Working to develop new customers
While you may at first think it is a matter of you and your key lab supplier “going it alone” to understand the customer’s needs and develop a solution, there are, in fact, a surprisingly large number of other sources of help.
As examples, many professional medical associations including the American Academy of Family Physicians manage a library of resources designed to train and coach physicians desiring to manage a physician office laboratory including on line programs to guide physicians on how to qualify as a lab director. Some, including AAFP also provide their own proficiency testing programs designed to reduce concerns about how to properly assure test performance.
One resource I find that is often overlooked is the Centers for Disease Control and Prevention (CDC). They have an exceptional range of helpful documents and training materials covering the gamut from applying for a license to personnel requirements. The link to their information can be found here www.cms.gov/Regulations-and-Guidance/Legislation/CLIA/CLIA_Brochures.
COLA has also been a third party educational resource for a number of years.
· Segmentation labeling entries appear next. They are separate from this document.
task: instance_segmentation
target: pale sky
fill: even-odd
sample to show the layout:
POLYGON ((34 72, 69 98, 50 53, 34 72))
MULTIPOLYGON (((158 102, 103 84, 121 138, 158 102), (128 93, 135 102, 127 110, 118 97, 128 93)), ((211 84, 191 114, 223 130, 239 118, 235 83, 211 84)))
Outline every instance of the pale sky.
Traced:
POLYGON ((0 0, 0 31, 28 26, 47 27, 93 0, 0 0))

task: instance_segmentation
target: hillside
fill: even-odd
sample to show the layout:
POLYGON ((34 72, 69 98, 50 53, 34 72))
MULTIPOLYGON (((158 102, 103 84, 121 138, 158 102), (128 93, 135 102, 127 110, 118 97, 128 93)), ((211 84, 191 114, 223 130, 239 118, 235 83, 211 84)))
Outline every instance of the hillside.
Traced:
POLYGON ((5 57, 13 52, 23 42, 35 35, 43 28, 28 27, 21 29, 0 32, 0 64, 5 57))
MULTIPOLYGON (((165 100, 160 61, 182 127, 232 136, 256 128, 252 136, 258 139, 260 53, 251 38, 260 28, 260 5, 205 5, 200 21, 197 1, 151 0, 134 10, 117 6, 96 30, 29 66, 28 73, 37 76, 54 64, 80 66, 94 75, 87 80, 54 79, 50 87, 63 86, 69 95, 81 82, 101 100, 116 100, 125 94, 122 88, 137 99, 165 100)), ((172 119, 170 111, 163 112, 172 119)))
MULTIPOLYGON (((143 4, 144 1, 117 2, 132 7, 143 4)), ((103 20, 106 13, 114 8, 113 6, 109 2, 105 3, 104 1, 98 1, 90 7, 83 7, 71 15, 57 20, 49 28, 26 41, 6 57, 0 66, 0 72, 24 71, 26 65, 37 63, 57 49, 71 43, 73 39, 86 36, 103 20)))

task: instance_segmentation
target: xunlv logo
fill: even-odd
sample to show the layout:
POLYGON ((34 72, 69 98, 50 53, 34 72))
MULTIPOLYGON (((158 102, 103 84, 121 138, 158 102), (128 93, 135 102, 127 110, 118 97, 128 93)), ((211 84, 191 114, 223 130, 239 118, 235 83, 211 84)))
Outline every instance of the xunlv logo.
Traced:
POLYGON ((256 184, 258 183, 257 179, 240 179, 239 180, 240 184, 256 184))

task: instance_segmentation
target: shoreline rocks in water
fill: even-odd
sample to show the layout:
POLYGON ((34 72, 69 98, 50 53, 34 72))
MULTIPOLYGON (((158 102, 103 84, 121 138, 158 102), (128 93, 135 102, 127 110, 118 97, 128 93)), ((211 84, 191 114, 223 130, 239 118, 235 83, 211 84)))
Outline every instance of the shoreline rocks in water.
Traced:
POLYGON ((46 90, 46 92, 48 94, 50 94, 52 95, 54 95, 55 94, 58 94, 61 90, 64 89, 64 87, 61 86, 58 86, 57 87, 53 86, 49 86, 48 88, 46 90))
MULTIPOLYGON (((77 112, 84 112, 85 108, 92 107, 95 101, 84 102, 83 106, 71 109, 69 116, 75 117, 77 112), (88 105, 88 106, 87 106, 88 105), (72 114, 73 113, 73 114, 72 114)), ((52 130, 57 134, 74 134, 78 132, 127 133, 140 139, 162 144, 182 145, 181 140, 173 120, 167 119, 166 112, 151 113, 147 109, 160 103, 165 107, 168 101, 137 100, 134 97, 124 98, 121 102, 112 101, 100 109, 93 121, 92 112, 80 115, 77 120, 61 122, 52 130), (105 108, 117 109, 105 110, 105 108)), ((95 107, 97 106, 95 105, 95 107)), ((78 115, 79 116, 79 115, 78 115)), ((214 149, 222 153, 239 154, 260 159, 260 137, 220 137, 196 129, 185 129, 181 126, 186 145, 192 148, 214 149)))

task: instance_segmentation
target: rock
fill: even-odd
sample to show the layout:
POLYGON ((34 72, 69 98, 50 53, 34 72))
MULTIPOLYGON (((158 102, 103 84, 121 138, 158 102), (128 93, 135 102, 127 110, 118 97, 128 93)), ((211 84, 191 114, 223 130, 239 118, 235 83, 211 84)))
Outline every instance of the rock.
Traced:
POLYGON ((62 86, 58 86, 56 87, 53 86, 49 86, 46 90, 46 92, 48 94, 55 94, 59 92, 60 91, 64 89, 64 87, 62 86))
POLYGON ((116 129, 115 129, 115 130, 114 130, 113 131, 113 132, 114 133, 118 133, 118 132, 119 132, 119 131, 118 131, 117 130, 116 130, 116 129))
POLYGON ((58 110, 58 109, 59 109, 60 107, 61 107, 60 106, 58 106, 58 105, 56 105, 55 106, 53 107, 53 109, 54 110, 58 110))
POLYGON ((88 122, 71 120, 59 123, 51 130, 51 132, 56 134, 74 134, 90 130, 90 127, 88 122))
They provide customer training and development resources aimed at developing a quality oriented POL. The link to their home page: www.cola.org.
Many experienced distributor account managers have relied on COLA as one of their key customer assistance sources for years. There are also a number of independent lab consultants available. Be sure to check with your colleagues and customers to understand which consultants offer the greatest value for our POL customers.
In addition, don’t overlook the assistance your LIS and EMR providers can provide. Their sophisticated range of result management tools can help with storage and retrieval of patient data, quality control program result management and even workflow tools. Some of the more sophisticated LIS providers even offer a turn key program specifically intended to support on line CLIA compliance for the POL. This is becoming a more popular option for a number of customers due to its ease of use and comprehensive but simple method of assuring the POL knows what it needs to do and has the tools required for successful CLIA compliance.
When the physician office laboratory is properly implemented and well managed, it is a powerful tool for management of patient treatment programs. Like any other tool, it requires thoughtful attention to detail and refinement over time to maintain its effectiveness. Stay engaged, stay informed, and grow your physician office laboratory business. Your customers will thank you and their patients will benefit.